Italian sonnets work differently. Divided in to two stanzas of eight and six lines (an octet and a sestet), they lend themselves to different content. The first, longer stanza often sets a scene or makes a statement, and then the second, shorter one responds in some way—sometimes showing the flaw in the first image, or its faulty reasoning, or maybe just digging deeper in to it—questioning, exploring, or reflecting. This type of sonnet feels more like a debate than an essay, with the first position of the octet countered in the sestet.

So it’s a little form. You can read them quickly or linger over their construction. But they pack a big punch. They have to. They don’t have the space of a novel or even a ballad—just fourteen lines in which to make you sigh or wonder or weep.

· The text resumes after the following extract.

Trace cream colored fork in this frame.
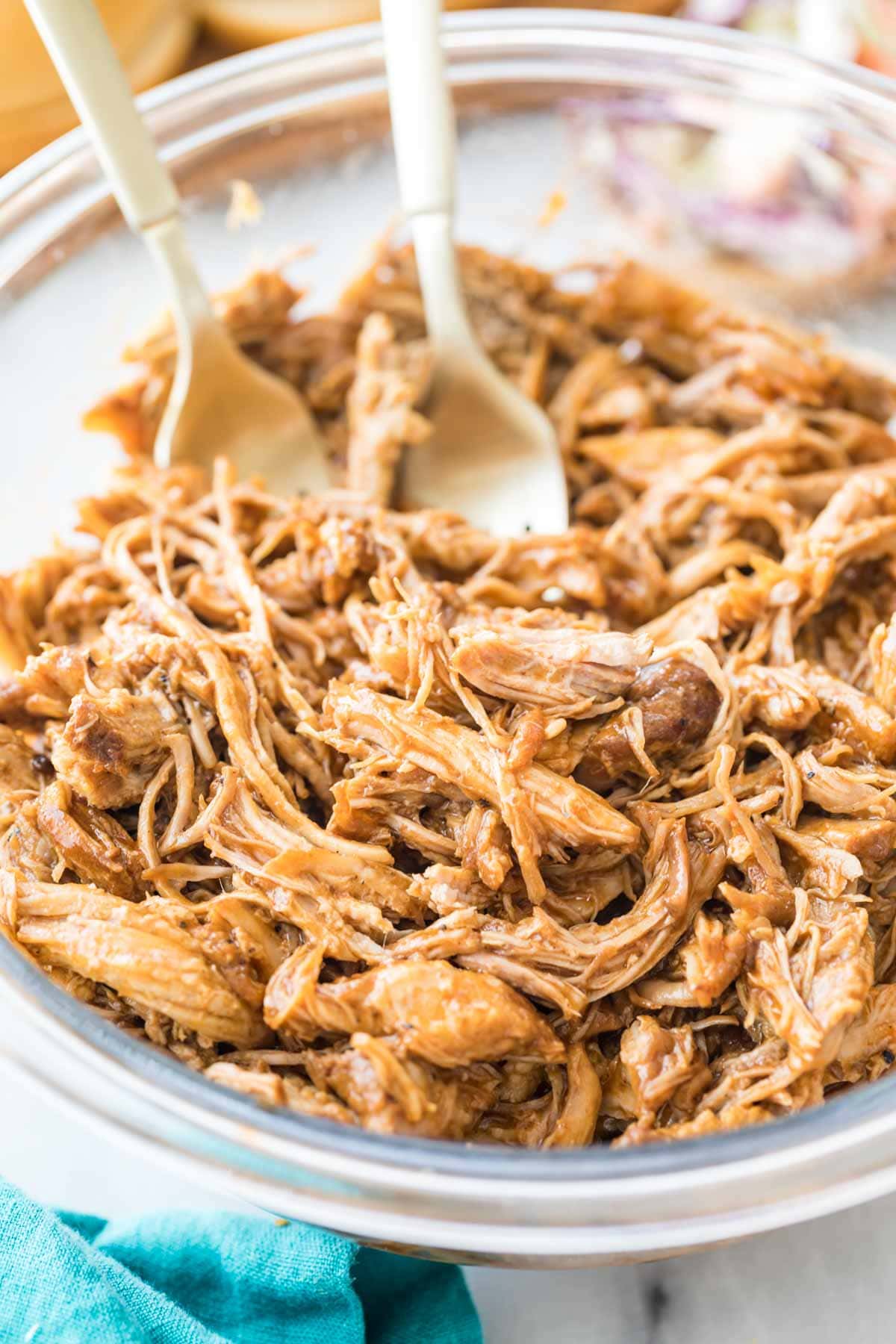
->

Here’s one for the road. Christina Rossetti’s vision of an artist’s model. Enjoy.

“In an Artist’s Studio”

One face looks out from all his canvases,
One selfsame figure sits or walks or leans:
We found her hidden just behind those screens,
That mirror gave back all her loveliness.
A queen in opal or in ruby dress,
A nameless girl in freshest summer-greens,
A saint, an angel–every canvas means
The same one meaning, neither more or less.
He feeds upon her face by day and night,
And she with true kind eyes looks back on him,
Fair as the moon and joyful as the light:
Not wan with waiting, not with sorrow dim;
Not as she is, but was when hope shone bright;
Not as she is, but as she fills his dream.